In turn, North Korea warned on Tuesday it would retaliate to any sign of American aggression with any means available.
“If the US dares opt for a military action, crying out for ‘pre-emptive attack’, [Pyongyang] is ready to react.
We will hold the US wholly accountable for the catastrophic consequences to be entailed by its outrageous actions,”said North Korea’s Foreign Ministry, as cited by AP.
READ MORE: ‘Catastrophic consequences’: N. Korea vows to retaliate against deployment of US strike group
North Korea is currently preparing for its biggest national holiday, the 105th anniversary of the birth of state founder Kim Il-sung, grandfather of the current leader, dubbed the ‘Day of the Sun’.
Pyongyang officials have already told foreign journalists on Tuesday that a “big and important event” is expected to take place, according to Reuters.
Last April, North Korea test-fired its Musudan intermediate-range missile on the occasion of Kim Il-sung’s 104th birthday.
In the meantime, South Korea urged calm and called upon the US to consult Seoul if it was considering military action against the North.
“Under the South Korea-US alliance, any important measure on the North is taken under consultation with the South Korea government and it will continue in the future,” Yun told a parliamentary hearing, as cited by Reuters.
Notably, South Korean officials said on Thursday there were no new signs indicating that North Korea is preparing a nuclear test was more likely, although they also said the North has maintained a state of readiness to conduct such a test at any time, Reuters reported.
South Korea has always been wary of any coercive actions against its reclusive neighbor, even though its 600,000-strong armed forces are believed to be among the most capable and well-equipped militaries in the region.
Seoul, a densely-populated metropolis of 10 million people, lies within reach of North Korean long-range artillery and rockets amassed along the demilitarized zone (DMZ), and any unprovoked aggression against Pyongyang could set off a catastrophic retaliation causing multiple civilian casualties.

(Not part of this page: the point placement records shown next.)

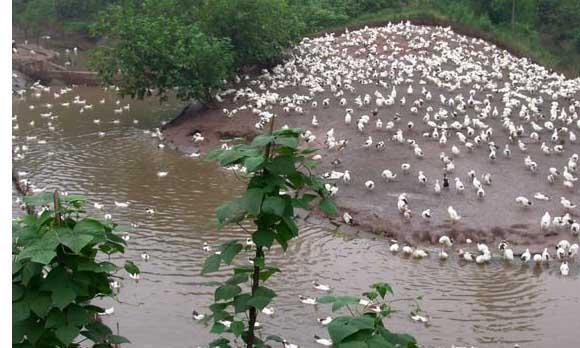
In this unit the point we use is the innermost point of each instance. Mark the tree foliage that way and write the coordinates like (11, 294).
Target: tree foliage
(152, 53)
(279, 182)
(259, 30)
(57, 271)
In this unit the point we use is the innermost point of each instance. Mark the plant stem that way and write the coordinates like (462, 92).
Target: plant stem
(57, 218)
(256, 273)
(255, 284)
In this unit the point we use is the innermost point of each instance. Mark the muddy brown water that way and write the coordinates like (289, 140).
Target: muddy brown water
(495, 305)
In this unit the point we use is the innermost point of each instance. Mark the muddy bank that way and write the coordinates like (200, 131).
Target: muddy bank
(494, 218)
(41, 63)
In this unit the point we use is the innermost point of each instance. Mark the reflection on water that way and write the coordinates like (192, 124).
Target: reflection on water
(495, 305)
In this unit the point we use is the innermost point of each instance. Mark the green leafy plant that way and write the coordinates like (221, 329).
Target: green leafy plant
(156, 49)
(279, 182)
(364, 327)
(57, 271)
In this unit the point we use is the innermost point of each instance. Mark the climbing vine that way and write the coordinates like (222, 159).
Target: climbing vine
(57, 270)
(280, 180)
(364, 327)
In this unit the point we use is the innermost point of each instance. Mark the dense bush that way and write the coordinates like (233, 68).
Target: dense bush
(259, 30)
(57, 271)
(149, 53)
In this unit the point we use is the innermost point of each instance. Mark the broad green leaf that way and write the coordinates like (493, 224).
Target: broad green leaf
(238, 279)
(291, 142)
(383, 288)
(66, 334)
(311, 164)
(227, 291)
(252, 201)
(17, 292)
(76, 242)
(77, 315)
(253, 163)
(115, 339)
(37, 200)
(131, 267)
(40, 304)
(55, 318)
(230, 250)
(237, 328)
(378, 341)
(263, 238)
(212, 264)
(281, 165)
(267, 272)
(240, 303)
(261, 298)
(262, 140)
(342, 301)
(309, 150)
(63, 296)
(230, 212)
(20, 311)
(328, 207)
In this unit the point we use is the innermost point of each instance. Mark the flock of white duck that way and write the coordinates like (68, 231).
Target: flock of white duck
(64, 99)
(459, 92)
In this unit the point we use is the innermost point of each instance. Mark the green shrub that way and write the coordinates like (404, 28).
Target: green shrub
(280, 182)
(259, 30)
(57, 271)
(152, 52)
(365, 327)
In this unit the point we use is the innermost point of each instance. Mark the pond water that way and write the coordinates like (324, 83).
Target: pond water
(495, 305)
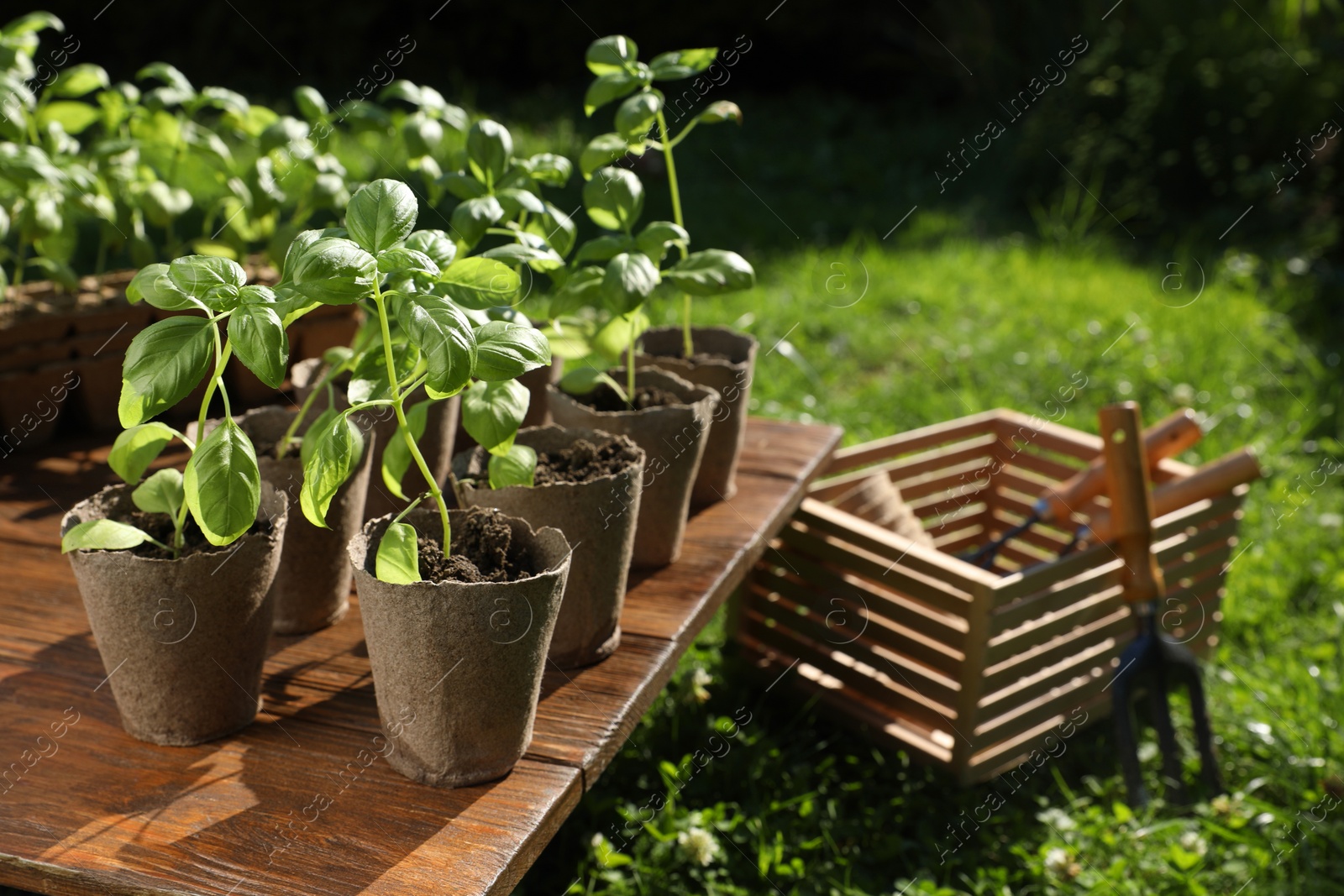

Russia and China, two world powers bordering North Korea, also advocated peaceful solution to the crisis.
On Wednesday, Russian Foreign Minister Sergey Lavrov said Moscow is increasingly concerned about mounting tensions on the Korean Peninsula, urging Washington to get to the table and refrain from coercive measures.
The Global Times, a Chinese state-run newspaper, wrote in an editorial that Beijing is ready to give Pyongyang security guarantees if it “complies with China’s declared advice and suspends nuclear activities.”
US threats to Pyongyang are “more credible given its just-launched missile attack at an airbase in Syria,” the paper warned.
”The Korean Peninsula has never been so close to a military clash since the North conducted its first nuclear test in 2006.”